Bioinformatics: Phasing
To identify reliable variants, reads were split based on DNM base type, and the remaining variants were checked for agreement with the split reads using bamql (Masella et al., 2016). The iSNP with the greatest combinations of split read agreement, coverage and additional supporting sequencing data was selected for final phasing, see Supplementary Table 6 for iSNP information. This preliminary variant sorting and iSNP selection approach provided a more reliable variant list. The next step split the raw reads by base type at DNM and selected iSNP positions using bamql. After this step the allele frequencies, parent-of-origin, and timing of the DNM event (pre/post zygosity) was determined. The parent-of-origin conclusion was re-affirmed manually in IGV by visualising the reads containing the DNM and the chosen iSNP from the pipeline.

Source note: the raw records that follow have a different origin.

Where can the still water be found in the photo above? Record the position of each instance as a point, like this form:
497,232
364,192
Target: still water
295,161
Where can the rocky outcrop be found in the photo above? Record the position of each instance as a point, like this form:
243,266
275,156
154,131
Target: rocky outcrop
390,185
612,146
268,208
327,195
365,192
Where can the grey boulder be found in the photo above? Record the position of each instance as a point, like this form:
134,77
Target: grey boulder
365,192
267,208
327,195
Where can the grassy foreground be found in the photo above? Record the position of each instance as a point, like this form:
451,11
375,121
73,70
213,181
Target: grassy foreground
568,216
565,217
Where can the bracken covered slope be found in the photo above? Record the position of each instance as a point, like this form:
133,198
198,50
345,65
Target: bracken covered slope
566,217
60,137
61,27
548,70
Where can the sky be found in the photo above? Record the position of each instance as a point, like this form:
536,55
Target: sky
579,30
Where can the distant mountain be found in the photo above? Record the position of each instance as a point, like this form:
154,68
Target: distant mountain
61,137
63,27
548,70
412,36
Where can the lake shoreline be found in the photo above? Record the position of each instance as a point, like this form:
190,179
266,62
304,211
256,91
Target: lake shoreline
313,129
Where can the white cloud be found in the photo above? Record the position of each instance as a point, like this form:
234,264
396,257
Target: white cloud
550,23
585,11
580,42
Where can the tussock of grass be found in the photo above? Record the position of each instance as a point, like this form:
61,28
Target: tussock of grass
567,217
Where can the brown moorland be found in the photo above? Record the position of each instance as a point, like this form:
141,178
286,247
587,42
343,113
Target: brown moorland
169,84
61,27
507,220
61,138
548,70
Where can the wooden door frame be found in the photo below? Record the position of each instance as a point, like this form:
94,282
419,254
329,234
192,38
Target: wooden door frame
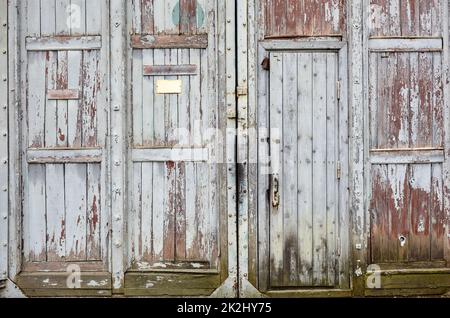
340,47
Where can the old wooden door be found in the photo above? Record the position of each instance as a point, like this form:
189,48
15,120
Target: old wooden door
306,154
175,191
407,115
64,149
303,220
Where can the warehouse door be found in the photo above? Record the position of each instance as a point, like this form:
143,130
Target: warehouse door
307,194
174,180
65,111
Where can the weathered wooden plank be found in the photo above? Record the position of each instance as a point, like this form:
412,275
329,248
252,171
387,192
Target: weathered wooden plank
76,211
332,164
64,155
36,99
94,17
91,88
137,97
399,156
146,239
61,8
148,105
170,70
170,154
378,209
420,187
35,223
75,80
78,17
51,112
63,94
48,17
158,210
61,105
437,216
199,41
320,143
144,16
58,281
276,217
405,45
290,159
59,43
94,212
55,213
305,152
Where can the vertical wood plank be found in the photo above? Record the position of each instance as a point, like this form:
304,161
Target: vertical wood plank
90,94
147,16
48,17
76,211
305,171
51,111
320,263
147,212
74,111
148,102
61,105
420,183
290,159
138,97
62,27
437,214
55,216
332,155
36,217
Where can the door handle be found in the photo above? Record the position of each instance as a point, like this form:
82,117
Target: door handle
275,184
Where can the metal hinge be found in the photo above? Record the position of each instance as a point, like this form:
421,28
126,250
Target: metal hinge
338,85
338,170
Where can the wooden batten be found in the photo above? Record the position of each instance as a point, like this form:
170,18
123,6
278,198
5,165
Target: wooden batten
170,41
63,94
170,70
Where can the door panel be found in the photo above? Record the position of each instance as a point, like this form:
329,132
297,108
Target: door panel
407,151
174,183
304,122
65,218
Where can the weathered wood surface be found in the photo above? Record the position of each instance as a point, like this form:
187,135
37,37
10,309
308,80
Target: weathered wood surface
304,106
406,18
293,18
407,124
64,131
4,174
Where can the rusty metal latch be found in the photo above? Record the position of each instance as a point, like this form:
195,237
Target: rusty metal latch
275,191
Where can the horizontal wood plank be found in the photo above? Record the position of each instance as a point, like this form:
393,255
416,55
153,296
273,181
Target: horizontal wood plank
163,284
199,41
406,44
43,156
63,94
170,70
407,157
64,43
285,45
170,154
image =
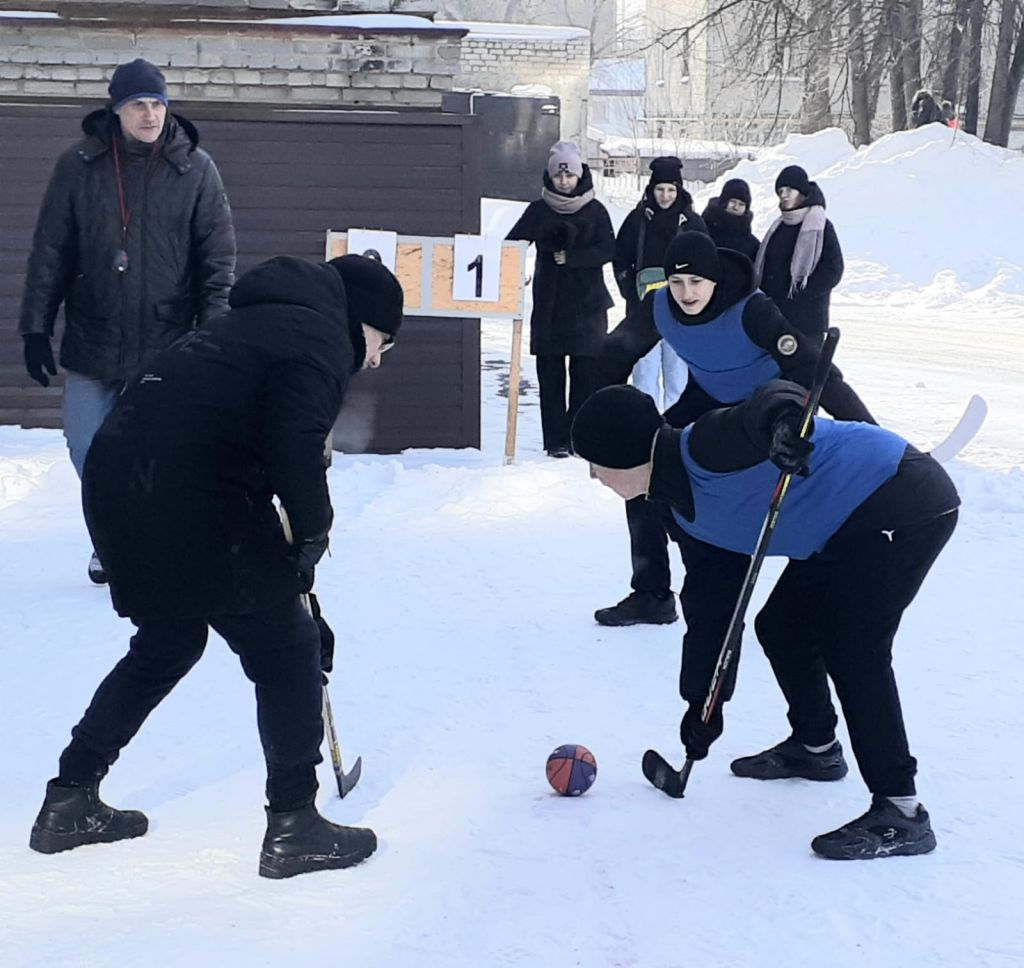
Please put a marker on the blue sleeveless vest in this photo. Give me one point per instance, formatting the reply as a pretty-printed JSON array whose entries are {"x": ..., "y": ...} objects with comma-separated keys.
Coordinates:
[
  {"x": 723, "y": 360},
  {"x": 849, "y": 463}
]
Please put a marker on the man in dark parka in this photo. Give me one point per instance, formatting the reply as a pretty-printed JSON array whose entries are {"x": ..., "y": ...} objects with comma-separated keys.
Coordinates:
[
  {"x": 134, "y": 239},
  {"x": 178, "y": 492}
]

Additional to manual analysis in IGV, postzygotic and prezygotic DNMs were determined by three category assessments, those that appeared postzygotic are detailed in supplementary Table 11. The categories are; WES DNM base information (coverage/frequency), ONT DNM base information (coverage/frequency), and ONT allele information (coverage and allele frequencies). This information also helped determine background allele error, by presenting reads in the data that represent third and fourth allelic forms.
Allele and base error were calculated in two ways, one approach represented total error, which was calculated for a target DNM by combining all known false base frequencies for total base position error, and for total allele error, combining all known false allele frequencies. The other approach used the most prevalent base or allele frequency that could be determined as false. Assessment of error and noise in data helped support prezygotic and postzygotic DNM calls.
To provide an assessment of basecalling background error that is allele relevant, we ignored checking every base within every target as that would be unnecessarily extensive and time consuming. Instead, we used the highest false base percentage of each iSNP used in phasing each target and calculated the mean false base percentage (Supplementary Table 7). Furthermore, the false base could be qualified as it had parental data support. A quality assessment of the bases for each target within the BAM files was performed using Picard ‘QualityScoreDistributions’ (PicardToolkit, 2019).